Training is not progressing with optuna [question]
See original GitHub issueI’m building my own custom mini-grid environment.
Now when I’m using optuna for hyperparameter tuning the iteration is not progressing it is just iterating on the first epoch and not moving on the next step
Here is the overview of the environment:-
Obstacle Class:-
class nfa(WorldObj):
def __init__(self, color='purple'):
super().__init__('ball', color)
def can_overlap(self):
"""Can the agent overlap with this?"""
return True
def render(self, img):
fill_coords(img, point_in_rect(0, 1, 0, 1), COLORS[self.color])
Environment Class:-
class airforce(MiniGridEnv):
def __init__(self, size, seed=None):
super().__init__(
grid_size=size,
max_steps=10*size*size,
# Set this to True for maximum speed
see_through_walls=False,
seed=None
)
self.reward_range = (-10, 10)
def _gen_grid(self, width, height):
assert width >= 5 and height >= 5
# Create an empty grid
self.grid = Grid(width, height)
# Generate the surrounding walls
self.grid.wall_rect(0, 0, width, height)
# Place the agent in the top-left corner
self.agent_pos = (1, 1)
self.agent_dir = 0
# Place a goal square in the bottom-right corner
self.goal_pos = np.array((width - 2, height - 2))

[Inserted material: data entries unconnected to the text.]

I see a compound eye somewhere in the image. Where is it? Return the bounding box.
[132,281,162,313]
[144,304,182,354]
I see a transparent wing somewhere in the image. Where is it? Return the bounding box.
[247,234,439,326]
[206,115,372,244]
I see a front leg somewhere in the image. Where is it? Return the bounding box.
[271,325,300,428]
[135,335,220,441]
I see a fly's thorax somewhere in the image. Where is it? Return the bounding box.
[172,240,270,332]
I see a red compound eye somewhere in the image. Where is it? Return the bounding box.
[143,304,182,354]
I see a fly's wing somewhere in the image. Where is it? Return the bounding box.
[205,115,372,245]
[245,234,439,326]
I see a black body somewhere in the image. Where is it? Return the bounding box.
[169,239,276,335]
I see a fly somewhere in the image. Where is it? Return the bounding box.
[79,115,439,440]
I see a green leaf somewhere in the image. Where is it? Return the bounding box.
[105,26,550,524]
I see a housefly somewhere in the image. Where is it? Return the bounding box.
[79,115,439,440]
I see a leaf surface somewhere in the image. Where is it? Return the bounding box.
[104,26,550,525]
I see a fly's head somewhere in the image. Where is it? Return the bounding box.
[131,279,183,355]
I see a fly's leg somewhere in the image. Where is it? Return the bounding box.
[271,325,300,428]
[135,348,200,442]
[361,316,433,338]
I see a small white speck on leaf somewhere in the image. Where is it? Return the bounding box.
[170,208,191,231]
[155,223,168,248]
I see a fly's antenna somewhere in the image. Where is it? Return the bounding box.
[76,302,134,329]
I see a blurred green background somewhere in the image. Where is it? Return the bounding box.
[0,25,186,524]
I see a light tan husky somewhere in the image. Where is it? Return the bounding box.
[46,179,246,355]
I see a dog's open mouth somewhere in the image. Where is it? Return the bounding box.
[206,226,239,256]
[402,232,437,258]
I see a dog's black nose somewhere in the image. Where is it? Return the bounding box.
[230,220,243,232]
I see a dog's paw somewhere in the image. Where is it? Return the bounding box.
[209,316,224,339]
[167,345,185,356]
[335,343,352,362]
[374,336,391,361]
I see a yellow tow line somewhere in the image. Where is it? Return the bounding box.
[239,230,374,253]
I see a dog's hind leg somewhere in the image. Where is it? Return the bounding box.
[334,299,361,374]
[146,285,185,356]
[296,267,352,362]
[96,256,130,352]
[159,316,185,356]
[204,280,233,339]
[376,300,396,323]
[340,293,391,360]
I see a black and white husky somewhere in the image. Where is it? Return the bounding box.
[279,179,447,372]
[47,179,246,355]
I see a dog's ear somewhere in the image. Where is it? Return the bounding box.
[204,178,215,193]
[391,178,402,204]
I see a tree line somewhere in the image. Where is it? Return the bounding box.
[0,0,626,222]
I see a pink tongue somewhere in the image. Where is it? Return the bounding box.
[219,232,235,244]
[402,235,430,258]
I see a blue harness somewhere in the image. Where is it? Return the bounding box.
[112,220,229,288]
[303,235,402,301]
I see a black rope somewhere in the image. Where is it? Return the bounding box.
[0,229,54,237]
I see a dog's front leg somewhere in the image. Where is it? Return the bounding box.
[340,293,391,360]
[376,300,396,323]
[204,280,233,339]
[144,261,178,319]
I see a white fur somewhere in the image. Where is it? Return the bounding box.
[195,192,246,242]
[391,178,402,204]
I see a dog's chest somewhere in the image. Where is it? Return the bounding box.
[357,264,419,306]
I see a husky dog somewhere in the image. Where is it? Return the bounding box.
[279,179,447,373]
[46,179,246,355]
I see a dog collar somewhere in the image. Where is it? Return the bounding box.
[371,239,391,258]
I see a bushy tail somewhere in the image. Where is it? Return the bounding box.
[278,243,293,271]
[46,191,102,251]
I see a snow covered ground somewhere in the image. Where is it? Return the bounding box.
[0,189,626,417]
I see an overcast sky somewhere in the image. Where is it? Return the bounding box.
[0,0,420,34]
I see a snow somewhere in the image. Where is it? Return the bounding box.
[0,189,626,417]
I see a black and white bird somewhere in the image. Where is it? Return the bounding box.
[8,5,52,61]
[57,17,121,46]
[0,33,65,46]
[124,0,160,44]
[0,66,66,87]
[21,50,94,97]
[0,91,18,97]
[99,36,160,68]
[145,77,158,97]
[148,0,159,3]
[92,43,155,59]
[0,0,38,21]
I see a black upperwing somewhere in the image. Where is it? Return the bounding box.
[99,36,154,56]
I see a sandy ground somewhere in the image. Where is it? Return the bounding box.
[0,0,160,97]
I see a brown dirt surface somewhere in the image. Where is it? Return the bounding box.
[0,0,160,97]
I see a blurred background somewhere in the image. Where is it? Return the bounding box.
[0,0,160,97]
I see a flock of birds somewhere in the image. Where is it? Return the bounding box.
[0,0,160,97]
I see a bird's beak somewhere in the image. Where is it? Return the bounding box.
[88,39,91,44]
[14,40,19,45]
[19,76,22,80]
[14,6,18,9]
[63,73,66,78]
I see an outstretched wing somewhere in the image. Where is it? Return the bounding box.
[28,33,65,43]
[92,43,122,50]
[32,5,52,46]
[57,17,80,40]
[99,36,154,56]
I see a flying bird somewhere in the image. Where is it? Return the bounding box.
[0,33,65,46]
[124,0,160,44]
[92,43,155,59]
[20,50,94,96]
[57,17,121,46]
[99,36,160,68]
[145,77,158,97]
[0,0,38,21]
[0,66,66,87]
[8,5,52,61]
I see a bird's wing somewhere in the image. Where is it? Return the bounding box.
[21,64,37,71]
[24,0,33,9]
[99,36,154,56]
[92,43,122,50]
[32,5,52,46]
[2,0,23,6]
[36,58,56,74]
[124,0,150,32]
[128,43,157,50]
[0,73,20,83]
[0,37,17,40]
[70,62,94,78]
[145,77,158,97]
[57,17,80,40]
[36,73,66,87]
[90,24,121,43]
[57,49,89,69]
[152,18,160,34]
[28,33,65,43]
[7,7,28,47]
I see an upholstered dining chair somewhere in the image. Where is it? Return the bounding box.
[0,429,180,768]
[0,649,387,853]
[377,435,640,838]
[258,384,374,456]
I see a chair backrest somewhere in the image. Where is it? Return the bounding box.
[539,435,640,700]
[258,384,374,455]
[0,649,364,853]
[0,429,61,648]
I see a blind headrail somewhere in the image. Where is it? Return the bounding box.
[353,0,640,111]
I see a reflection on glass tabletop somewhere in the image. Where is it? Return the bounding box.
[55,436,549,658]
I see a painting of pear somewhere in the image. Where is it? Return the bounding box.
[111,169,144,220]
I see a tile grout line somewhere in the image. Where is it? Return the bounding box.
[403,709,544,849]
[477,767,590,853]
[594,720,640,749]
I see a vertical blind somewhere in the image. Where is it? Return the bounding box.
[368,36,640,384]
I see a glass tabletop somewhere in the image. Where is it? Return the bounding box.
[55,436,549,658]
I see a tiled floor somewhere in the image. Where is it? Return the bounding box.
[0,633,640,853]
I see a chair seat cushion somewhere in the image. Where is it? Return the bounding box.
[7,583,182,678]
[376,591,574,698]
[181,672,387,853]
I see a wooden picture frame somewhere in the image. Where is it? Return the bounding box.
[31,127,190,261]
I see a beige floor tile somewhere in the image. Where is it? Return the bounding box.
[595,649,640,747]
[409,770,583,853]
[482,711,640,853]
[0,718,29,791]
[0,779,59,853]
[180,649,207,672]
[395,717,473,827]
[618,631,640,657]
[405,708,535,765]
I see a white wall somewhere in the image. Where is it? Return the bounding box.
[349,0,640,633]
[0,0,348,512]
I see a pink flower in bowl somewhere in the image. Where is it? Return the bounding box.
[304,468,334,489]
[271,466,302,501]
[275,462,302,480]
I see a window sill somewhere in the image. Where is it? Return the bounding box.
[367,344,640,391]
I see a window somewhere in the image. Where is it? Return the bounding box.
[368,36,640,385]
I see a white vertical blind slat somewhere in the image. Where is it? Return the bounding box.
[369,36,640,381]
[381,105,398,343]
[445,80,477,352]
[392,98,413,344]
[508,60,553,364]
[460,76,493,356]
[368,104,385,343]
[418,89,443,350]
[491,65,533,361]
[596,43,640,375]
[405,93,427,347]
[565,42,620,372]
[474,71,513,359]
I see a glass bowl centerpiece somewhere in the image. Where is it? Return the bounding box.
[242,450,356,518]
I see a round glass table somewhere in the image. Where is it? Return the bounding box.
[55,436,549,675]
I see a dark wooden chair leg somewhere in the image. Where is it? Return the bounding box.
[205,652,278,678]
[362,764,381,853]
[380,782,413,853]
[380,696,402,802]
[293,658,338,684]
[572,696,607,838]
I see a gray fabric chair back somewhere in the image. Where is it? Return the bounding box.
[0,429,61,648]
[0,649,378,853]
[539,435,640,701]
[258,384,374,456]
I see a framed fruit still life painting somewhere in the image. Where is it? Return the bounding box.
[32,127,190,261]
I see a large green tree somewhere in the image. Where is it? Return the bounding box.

self.put_obj(Goal(), *self.goal_pos)
#generate official locations 3
self.wall_pos = np.array((random.randint(2,width-4),random.randint(2,width-4)))
self.put_obj(nfa('purple'), *self.wall_pos)
self.wall_pos = np.array((random.randint(2,width-4),random.randint(2,width-4)))
self.put_obj(nfa('purple'), *self.wall_pos)
self.wall_pos = np.array((random.randint(2,width-4),random.randint(2,width-4)))
self.put_obj(nfa('purple'), *self.wall_pos)
self.wall_pos = np.array((random.randint(2,width-4),random.randint(2,width-4)))
self.put_obj(nfa('purple'), *self.wall_pos)
self.wall_pos = np.array((random.randint(2,width-4),random.randint(2,width-4)))
self.put_obj(nfa('purple'), *self.wall_pos)
self.wall_pos = np.array((random.randint(2,width-4),random.randint(2,width-4)))
self.put_obj(nfa('purple'), *self.wall_pos)
self.wall_pos = np.array((random.randint(2,width-4),random.randint(2,width-4)))
self.put_obj(nfa('purple'), *self.wall_pos)
self.wall_pos = np.array((random.randint(2,width-4),random.randint(2,width-4)))
self.put_obj(nfa('purple'), *self.wall_pos)
self.wall_pos = np.array((random.randint(2,width-4),random.randint(2,width-4)))
self.put_obj(nfa('purple'), *self.wall_pos)
self.wall_pos = np.array((1,9))
self.put_obj(nfa('purple'), *self.wall_pos)
self.wall_pos = np.array((14,1))
self.put_obj(nfa('purple'), *self.wall_pos)
self.wall_pos = np.array((3,height-2))
self.put_obj(nfa('purple'), *self.wall_pos)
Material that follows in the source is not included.